By using SQLKata as an SQL query builder, we can dynamically construct SQL queries for different relational databases using a common class - i.e. a single concrete implementation of IDatabaseConnection.

SQLKata currently supports SqlServer, MySql, PostgreSql, Oracle, Sqlite and Firebird.

hol353 commented 11 months ago

@zur003 : FYI

jbrider commented 11 months ago

We would like the option to be able to use the existing interface to have the option to save data on distributed systems using network calls. We're already tied closely enough to DataTable to make that use case difficult.

I think such a change would be useful for the UI to be able to read from a db, but it should be a front end implementation (reading), not necessarily part of the writing interfaces.

In that instance, is there a need to use a wrapper around a Dapper implementation rather than use an ORM directly. ie: Dapper vs EFCore? I don't know that much about Dapper, but I'm pretty sure it hasn't been around as long as EFCore which is directly supported by Microsoft. Looking at the SQLKata github page it looks like it gives you a syntax similar to Linq that EFCore provides out of the box.

her123 commented 11 months ago

The Firebird implementation was done with the idea of having a distributed system with a remote db server.

jbrider commented 11 months ago

Thanks @her123 I didn't actually realise that was why it was added.

We weren't loking at using a db at all - we were intending to look at other file formats at the end point such as netcdf for performance reasons. We haven't looked closely at it as yet though, and it may end up being a non issue.

Do we actually need to read data from the db during the model runtime? Even if we do, it shouldn't be that difficult to have a separate interface for writing, should it?

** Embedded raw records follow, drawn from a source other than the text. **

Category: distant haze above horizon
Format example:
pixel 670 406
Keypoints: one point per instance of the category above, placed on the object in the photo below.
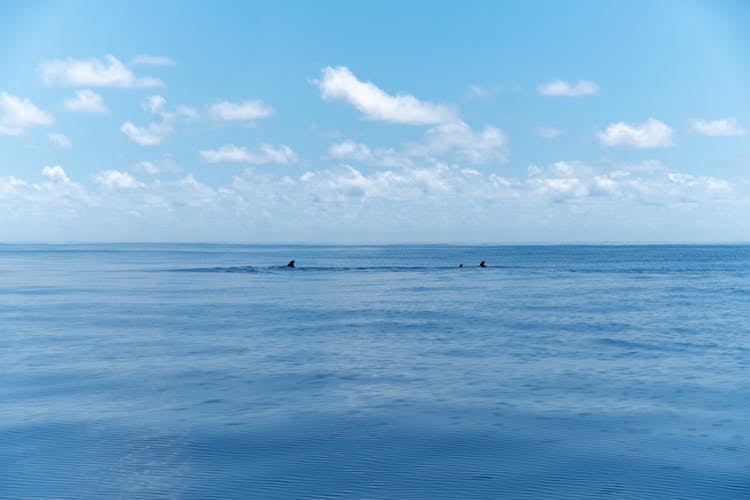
pixel 535 121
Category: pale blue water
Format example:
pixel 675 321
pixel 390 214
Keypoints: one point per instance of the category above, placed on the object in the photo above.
pixel 153 371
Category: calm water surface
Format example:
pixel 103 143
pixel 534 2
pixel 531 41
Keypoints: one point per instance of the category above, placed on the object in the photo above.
pixel 205 371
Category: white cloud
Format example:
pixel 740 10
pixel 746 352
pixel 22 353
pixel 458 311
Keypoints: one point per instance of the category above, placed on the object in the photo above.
pixel 150 60
pixel 17 114
pixel 149 135
pixel 563 88
pixel 93 73
pixel 452 141
pixel 114 179
pixel 484 91
pixel 548 132
pixel 248 111
pixel 459 141
pixel 350 150
pixel 154 104
pixel 651 134
pixel 55 173
pixel 264 154
pixel 156 131
pixel 166 164
pixel 59 140
pixel 375 104
pixel 723 127
pixel 85 101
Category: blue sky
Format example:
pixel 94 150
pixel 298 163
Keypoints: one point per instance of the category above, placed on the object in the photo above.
pixel 536 121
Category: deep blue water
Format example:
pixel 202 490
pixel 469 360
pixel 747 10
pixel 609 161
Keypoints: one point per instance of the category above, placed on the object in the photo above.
pixel 205 371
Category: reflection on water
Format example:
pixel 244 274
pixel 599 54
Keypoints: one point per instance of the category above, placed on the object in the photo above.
pixel 206 371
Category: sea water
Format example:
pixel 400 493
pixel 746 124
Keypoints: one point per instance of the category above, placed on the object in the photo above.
pixel 212 371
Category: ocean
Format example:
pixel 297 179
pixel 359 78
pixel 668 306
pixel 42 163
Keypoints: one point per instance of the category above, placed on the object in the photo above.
pixel 213 371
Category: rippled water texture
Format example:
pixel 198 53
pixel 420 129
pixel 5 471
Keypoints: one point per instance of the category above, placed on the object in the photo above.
pixel 208 371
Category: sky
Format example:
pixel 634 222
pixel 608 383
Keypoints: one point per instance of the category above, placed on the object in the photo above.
pixel 377 122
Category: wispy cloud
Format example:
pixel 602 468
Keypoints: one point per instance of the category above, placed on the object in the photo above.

her123 commented 11 months ago

My experience with NetCDF is that it would probably not be great format for storing runtime information because of performance. There are other good alternatives such as time series databases that support spatial data.

jbrider commented 11 months ago

We have used NetCDF with data sets larger than 16Gb and found it to be excellent for using with visualisation tools. NetCDF is not really the point though - I don't think our interfaces should be restrictive to alternative implementation methods.

I don't have any issue with making them more tightly coupled from a front end perspective - but Apsim is run a lot without the GUI and the backend model should be kept as loosely coupled from the front end as possible.

JBris commented 11 months ago

@jbrider

I've discussed the idea of using the Entity Framework (and the idea of using an ORM) with @hol353, which I think makes a lot of sense if we want to incorporate an abstraction layer for different relational database backends

My understanding is that the schema for APSIM's simulation output data is relatively flexible, and is defined at run-time. So an ORM would bring about some complications if we wanted to map our output data to a POCO (i.e. you would need to account for this flexibility when designing the schema of the POCO). Hence, the use of an ADO.NET DataTable, which provides a lot more flexibility. Having said that, it looks as though it's possible to dynamically build the schema of an Entity using the EF's Fluent API.

The rationale for adopting the use of an SQL query builder for both read/write operations is that the schema of APSIM's output data can be defined directly using a DataTable object. If it's possible to use LINQ as a query builder, I think it makes sense to go with that instead.

jbrider commented 11 months ago

From the 10 minutes of reading I did about Dapper vs EFCore, it looks like Dapper would probably suit Apsim better given the nature of the output (mixed, unknown datatypes). I prefer EFCore, but more because I've been using it for a fair while.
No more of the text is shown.